Мне стало смешно. Честно говоря, я даже не предполагал, что на свете могут существовать настолько наивные люди.

— Вы, что в институте благородных девиц учились? — поинтересовался я.

— Как вы узнали? Только не в институте, а пансионе, я ведь не дворянка.

— Догадался. А сколько было лет вашему мужу?

— Не знаю, он был немного младше дедушки.

— Тогда зачем он женился?

— Дедушка захотел, они были компаньонами, и нужно было объединить капиталы.
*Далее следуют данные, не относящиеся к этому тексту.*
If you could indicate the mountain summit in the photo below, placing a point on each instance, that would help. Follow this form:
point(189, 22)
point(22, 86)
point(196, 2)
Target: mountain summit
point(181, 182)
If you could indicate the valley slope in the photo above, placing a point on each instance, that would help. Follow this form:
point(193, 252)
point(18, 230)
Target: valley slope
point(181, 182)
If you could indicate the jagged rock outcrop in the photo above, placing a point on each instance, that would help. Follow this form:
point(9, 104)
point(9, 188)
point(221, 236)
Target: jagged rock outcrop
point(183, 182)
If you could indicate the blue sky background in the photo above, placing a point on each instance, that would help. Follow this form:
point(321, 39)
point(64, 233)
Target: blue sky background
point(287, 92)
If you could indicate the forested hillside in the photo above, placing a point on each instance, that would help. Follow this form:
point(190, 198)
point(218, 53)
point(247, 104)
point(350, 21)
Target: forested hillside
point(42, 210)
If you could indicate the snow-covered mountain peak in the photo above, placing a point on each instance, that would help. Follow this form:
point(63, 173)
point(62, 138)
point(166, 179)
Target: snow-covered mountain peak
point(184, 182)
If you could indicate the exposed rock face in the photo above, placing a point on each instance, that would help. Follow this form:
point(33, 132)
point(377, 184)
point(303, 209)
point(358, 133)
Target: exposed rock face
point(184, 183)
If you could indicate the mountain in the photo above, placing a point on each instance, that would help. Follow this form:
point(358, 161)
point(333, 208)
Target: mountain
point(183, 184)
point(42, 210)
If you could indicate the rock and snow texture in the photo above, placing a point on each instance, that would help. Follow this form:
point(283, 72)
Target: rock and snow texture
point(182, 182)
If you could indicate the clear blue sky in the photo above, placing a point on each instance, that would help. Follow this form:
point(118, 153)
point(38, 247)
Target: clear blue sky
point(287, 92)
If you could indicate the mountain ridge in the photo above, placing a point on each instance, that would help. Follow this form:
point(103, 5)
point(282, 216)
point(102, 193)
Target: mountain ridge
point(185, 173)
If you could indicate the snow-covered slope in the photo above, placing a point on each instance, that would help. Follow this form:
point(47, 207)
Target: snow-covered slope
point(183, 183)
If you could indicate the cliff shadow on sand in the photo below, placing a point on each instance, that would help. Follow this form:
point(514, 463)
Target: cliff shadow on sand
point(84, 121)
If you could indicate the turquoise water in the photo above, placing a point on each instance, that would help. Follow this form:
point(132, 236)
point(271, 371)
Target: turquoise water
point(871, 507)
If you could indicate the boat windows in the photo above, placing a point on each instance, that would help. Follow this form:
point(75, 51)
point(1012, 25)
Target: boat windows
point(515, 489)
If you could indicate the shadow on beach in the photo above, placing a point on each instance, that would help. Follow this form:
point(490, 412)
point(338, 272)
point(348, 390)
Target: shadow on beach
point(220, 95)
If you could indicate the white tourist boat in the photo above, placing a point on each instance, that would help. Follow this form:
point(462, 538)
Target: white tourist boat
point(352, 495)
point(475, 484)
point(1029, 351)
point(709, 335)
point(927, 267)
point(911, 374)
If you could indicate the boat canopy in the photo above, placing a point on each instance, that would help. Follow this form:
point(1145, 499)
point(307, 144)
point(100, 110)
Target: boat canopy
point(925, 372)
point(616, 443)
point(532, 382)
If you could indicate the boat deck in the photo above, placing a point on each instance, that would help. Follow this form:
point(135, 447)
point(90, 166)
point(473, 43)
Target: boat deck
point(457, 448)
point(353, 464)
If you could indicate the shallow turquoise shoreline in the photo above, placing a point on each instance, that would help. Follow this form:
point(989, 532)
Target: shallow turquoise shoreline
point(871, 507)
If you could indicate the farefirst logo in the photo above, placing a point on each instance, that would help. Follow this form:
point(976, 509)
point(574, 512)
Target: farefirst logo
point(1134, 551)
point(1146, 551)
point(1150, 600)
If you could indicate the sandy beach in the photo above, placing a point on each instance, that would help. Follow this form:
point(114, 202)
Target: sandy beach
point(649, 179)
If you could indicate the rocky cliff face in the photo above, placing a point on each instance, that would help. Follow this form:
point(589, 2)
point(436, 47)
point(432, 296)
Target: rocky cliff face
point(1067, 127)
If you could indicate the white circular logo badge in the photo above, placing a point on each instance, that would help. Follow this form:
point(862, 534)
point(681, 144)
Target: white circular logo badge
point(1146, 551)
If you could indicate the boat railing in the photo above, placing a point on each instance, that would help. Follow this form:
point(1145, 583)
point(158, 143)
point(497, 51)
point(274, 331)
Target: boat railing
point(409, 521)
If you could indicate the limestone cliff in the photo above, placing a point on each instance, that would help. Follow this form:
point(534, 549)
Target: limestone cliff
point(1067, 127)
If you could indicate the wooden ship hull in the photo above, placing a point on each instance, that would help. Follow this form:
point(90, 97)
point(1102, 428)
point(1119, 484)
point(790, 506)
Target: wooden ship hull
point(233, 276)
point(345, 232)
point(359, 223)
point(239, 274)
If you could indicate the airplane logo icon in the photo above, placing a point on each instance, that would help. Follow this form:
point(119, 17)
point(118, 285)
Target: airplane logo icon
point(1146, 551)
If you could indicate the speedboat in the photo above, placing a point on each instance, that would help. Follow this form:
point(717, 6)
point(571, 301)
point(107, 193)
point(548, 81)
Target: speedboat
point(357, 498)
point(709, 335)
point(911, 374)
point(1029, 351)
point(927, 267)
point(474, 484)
— Понятно. Ваш дедушка и в молодости не был Спинозой, а к старости совсем сбрендил. Вы бы хоть с бабушкой Дуней поговорили, зачем люди женятся.

— Я сказала какую-то глупость?

— Пожалуй, нет, вы просто плохо информированы.

— Алексей Григорьевич, вы так со мной разговариваете, что мне делается стыдно, только я не пойму отчего.

— Это в вас говорят инстинкты.

— Какие инстинкты, и что они говорят?

— Вы что в пансионе изучали?

— Многое. Домоводство, вышивку, музыку, литературу, арифметику, вам все дисциплины назвать?

— Пожалуй, не надо. А девочки в пансионе ничего про мужчин и женщин не говорили? То, что вам казалось непонятным?

— Почему не говорили, многие обожали нашего священника и директрису. Только что в том непонятного?

— Екатерина Дмитриевна, голубушка, можно, я пока вам ничего не буду объяснять. Вы для начала расспросите Марьяшу, она вам расскажет основу, так сказать, супружеских отношений, а я отвечу на непонятные вопросы. Вам, кстати, нравится доктор Неверов?

— Да, он очень милый молодой человек.

— Вы его, случайно, не обожаете?

— Нет, как можно, он совсем молодой и потом… я не знаю, как объяснить, но в нем есть что-то такое, не совсем понятное… Он смотрит на меня очень странным взглядом, я мешаюсь…

За разговорами завтрак наш давно простыл и был убран почти нетронутым. Мы одновременно встали из-за стола и разошлись по своим комнатам. Екатерина Дмитриевна ушла немного поспешнее, чем всегда. Я догадался, что она торопилась расспросить горничную о тайнах полов.

К обеду хозяйка не вышла. Я спросил Марьяшу, что с барыней, она хмыкнула и хитро на меня посмотрела.